Libula

Amadou Hampâté Bâ, the Bandiagara library

Amadou Hampâté Bâ, born in 1900 in Bandiagara in Mali and died in 1991 in Abidjan in Ivory Coast,
is a Malian writer, philosopher, anthropologist, ethnologist, poet, historian and novelist,
reckless defender of the oral tradition.

Child of Hampâté Bâ and Pâté Poullo Diallo, he is a descendant of a noble Fulani family, and until
his death, will never cease to honor this Fulani origin.

It was at the Koranic school of Tierno Bokar that he began his academic career, before being
automatically requisitioned for the French school in Bandiagara then in Djenné.
The conditions in which he lived being difficult, he ended up escaping in 1915 to join his
mother in Kati where he continued his studies.

In 1916, he failed to be enlisted by the French army in Mopti to go to the front in Europe, in
because of his inability to prove his date of birth. The French army later judged that it
was far too young to be conscripted to fight, much to his delight.

Following this incident, Hampâté Bâ continued his studies, discovering a love for
African oral tradition.

In 1921, he refused to enter the National School of Gorée. Dissatisfied, the governor assigns him to
Ouagadougou as a punishment, as a temporary writer on an essentially precarious basis and
revocable. Thus, from 1922 to 1932, he held various positions within the colonial administration in
Upper Volta (Burkina Faso) then until 1942 in Bamako.

After years of investigations during which Amadou Hampâté Bâ served successively,
first at the French Institute of Black Africa (IFAN) in Dakar, then in 1962 where he was elected Member of the
Executive Council of UNESCO, he participated in 1966 in the development of a unified system for the
transcription of African languages.

Passionate about African cultural heritage, Amadou Hampâté Bâ collects it, transcribes it and
translated from an early age to save it, and collects valuable archives in various
languages ​​in particular in French, Pular, adjami, bambara, and in Arabic which feed his work. He
attaches great importance to the values ​​of solidarity and responsibility present in the
traditional African civilizations, and the relationship to the natural world and to spirituality.
He affirms: “We are condemned to understand nothing about traditional Africa if we consider it from
from a layman’s point of view”.

In his research at IFAN (Fundamental Institute of Black Africa), “the Fulani empire of Macina”,
Hampâté Bâ explains how the oral tradition, analyzed with method, can be considered
as a reliable archive. For him: “It is our duty, to us who have inherited a tradition

oral, than to try to transmit what we can before time and oblivion do it.
erase from the memory of men”

During the eleventh general conference of UNESCO, Amadou Hampâté Bâ gives a speech on
where he asks “that the safeguarding of oral traditions be considered as an operation of
urgent necessity as well as the safeguarding of the monuments of Nubia”

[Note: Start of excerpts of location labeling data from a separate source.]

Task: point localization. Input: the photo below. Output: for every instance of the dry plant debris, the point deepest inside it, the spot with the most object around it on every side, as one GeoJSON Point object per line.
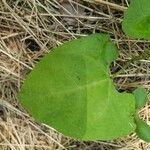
{"type": "Point", "coordinates": [29, 30]}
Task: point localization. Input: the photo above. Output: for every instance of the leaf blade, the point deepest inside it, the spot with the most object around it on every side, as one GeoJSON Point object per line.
{"type": "Point", "coordinates": [70, 90]}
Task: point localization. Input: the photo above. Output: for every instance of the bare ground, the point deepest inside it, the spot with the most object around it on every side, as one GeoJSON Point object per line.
{"type": "Point", "coordinates": [31, 28]}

In 1962, at the Executive Council of UNESCO where he was recently elected, he answers to the American senator
Benton calling Africans ungrateful, illiterate and ignorant: “I concede that we are
illiterates, but I do not concede that we are ignorant. […] Learn that
in my country, every time an old man dies, a library has burned down”. Her
statement, true flower of orality has taken the rank of African proverb and Hampâté Bâ embodies
the old library.

Thanks to this discourse which has spread within African society and over the years as
wildfire, the African oral tradition has been granted a place of choice in the
preservation of archives.

If it has not always been the subject of dynamism and in-depth study in the same way as the
written tradition, thanks to passionate researchers like Amadou Hampâté Bâ, orality is
today part of the African cultural heritage.

The personified libraries constituted by the elderly are the object of listening, and participate in the
perpetuation of the African tradition.

During his inspiring career, Amadou Hampâté Bâ has received numerous distinctions
including a Silver Medal for the French Language Price which was awarded to him in 1975 by
the French Academy in recognition of services rendered to the French language, the Tropics Prize in
1991 and the Black African Literary Prize the same year for The Strange Fate of Wangrin.

An Amadou Hampâté Bâ foundation, supported by the Ivorian authorities, has been created in Abidjan,
with the vocation, in particular, of preserving the rich heritage constituted by the manuscripts,
including unpublished, research and archives of Amadou Hampâté Bâ.

In Dakar, a University bears his name.